Yup, increasing the batch size can increase "latency" for a short prompts psure. And right for lots of long prompts it is beneficial, but every day shorter prompt mult-turn chats rtr and default or smaller batches is fine and might allow one more routed expert layer offloaded on VRAM too.
Unfortunately gguf scripts don't dump the tensors for me to see file sizes . Likely because I have the mainline gguf package installed.
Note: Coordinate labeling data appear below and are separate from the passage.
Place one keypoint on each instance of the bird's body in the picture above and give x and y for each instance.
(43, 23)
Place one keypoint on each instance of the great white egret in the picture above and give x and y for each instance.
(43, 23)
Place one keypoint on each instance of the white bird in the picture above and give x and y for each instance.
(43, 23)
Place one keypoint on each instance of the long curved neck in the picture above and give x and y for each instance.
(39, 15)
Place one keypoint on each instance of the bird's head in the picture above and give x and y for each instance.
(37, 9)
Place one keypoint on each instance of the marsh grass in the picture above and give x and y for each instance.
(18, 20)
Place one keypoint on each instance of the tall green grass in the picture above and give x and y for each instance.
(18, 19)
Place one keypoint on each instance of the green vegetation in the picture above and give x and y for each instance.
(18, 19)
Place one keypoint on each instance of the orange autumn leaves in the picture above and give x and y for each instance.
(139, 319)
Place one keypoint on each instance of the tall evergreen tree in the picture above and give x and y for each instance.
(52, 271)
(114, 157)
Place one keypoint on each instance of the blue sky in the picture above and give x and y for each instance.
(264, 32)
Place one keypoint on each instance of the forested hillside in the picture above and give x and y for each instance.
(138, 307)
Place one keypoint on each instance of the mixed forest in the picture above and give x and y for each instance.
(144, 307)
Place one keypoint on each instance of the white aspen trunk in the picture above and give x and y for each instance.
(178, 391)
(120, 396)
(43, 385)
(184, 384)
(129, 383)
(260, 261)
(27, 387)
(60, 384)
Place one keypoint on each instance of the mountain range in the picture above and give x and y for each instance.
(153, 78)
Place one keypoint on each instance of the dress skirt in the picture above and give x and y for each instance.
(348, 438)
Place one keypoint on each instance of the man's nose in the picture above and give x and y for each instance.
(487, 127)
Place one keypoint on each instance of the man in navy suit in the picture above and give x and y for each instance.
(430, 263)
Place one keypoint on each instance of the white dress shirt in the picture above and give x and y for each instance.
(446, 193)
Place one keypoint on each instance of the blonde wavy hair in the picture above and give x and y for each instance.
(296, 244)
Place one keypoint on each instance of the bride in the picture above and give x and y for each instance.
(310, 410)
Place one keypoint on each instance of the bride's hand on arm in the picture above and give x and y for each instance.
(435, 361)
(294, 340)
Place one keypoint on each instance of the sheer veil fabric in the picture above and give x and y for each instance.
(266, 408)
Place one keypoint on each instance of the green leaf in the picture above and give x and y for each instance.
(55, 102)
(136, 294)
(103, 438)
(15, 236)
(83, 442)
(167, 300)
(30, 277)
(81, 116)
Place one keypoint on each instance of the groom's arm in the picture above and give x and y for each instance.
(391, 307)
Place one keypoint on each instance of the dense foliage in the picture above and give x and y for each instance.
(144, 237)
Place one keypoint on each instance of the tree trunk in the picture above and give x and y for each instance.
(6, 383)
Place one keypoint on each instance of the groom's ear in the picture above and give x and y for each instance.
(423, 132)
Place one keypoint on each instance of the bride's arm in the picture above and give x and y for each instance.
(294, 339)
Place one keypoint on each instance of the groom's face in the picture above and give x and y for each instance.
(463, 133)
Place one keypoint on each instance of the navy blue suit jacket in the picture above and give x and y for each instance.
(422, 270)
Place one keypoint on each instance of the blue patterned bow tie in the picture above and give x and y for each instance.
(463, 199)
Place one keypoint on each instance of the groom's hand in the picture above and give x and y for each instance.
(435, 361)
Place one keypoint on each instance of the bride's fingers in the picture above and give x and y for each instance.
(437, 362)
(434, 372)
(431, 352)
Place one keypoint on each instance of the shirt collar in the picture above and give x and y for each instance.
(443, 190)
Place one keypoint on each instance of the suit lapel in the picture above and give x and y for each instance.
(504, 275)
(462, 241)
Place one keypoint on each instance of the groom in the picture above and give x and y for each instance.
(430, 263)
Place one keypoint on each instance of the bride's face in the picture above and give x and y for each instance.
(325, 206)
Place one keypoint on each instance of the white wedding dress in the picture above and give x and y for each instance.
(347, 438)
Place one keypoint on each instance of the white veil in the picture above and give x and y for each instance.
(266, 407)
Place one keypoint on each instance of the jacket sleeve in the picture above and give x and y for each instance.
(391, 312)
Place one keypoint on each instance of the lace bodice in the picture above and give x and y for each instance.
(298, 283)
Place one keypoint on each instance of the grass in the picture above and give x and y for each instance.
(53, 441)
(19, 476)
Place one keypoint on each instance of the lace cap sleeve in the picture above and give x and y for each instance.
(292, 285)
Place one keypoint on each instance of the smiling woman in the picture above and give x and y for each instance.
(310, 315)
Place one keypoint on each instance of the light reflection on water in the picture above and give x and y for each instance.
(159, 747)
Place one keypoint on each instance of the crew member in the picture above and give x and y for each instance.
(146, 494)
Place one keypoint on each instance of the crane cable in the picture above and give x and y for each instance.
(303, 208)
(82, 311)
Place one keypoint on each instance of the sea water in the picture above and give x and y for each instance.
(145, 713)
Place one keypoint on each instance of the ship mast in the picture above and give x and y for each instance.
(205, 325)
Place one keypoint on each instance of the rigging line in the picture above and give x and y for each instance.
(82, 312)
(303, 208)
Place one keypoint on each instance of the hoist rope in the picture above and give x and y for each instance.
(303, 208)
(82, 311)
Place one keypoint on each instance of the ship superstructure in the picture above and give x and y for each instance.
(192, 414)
You can view the tensors using the same gguf package from ik_llama.cpp. Unfortunately, hugging face doesn't support this and so most of my quants are not visible in the side-bar which is annoying and inconvenient indeed. Here is the gguf dump script:
$ cd ik_llama.cpp
$ source venv/bin/activate # or however you manage python packages
$ pip install numpy==1.26.4 # a few more packages you'll need too
$ python gguf-py/scripts/gguf_dump.py /mnt/raid/models/ubergarm/GLM-4.5-Air-GGUF/GLM-4.5-Air-main-IQ3_KS.gguf
I wish sweep bench printed them in MiB like main, its a nice QOL thing.
I'm not sure exactly where llama-sweep-bench prints tensors in MiB sizes? sweep-bench isn't even officially on mainline psure. If you have a short clip of the logs and/or command I might understand better. But yeah in general I too like my numbers in GiB and MiB!
llama.cpp prints it when loading.. mis-wrote. I assume loading seq is all the same tho.. it says offloaded tensor xyz to cpu (750mb) etc. In mainline I think you may have to enable verbose now to see it.
For that script, on mainline it calls the gguf_reader which is python. If you have the gguf py package installed it will use it's reader. I also had to patch it to display MB and not bytes. On a large list that's quite distracting.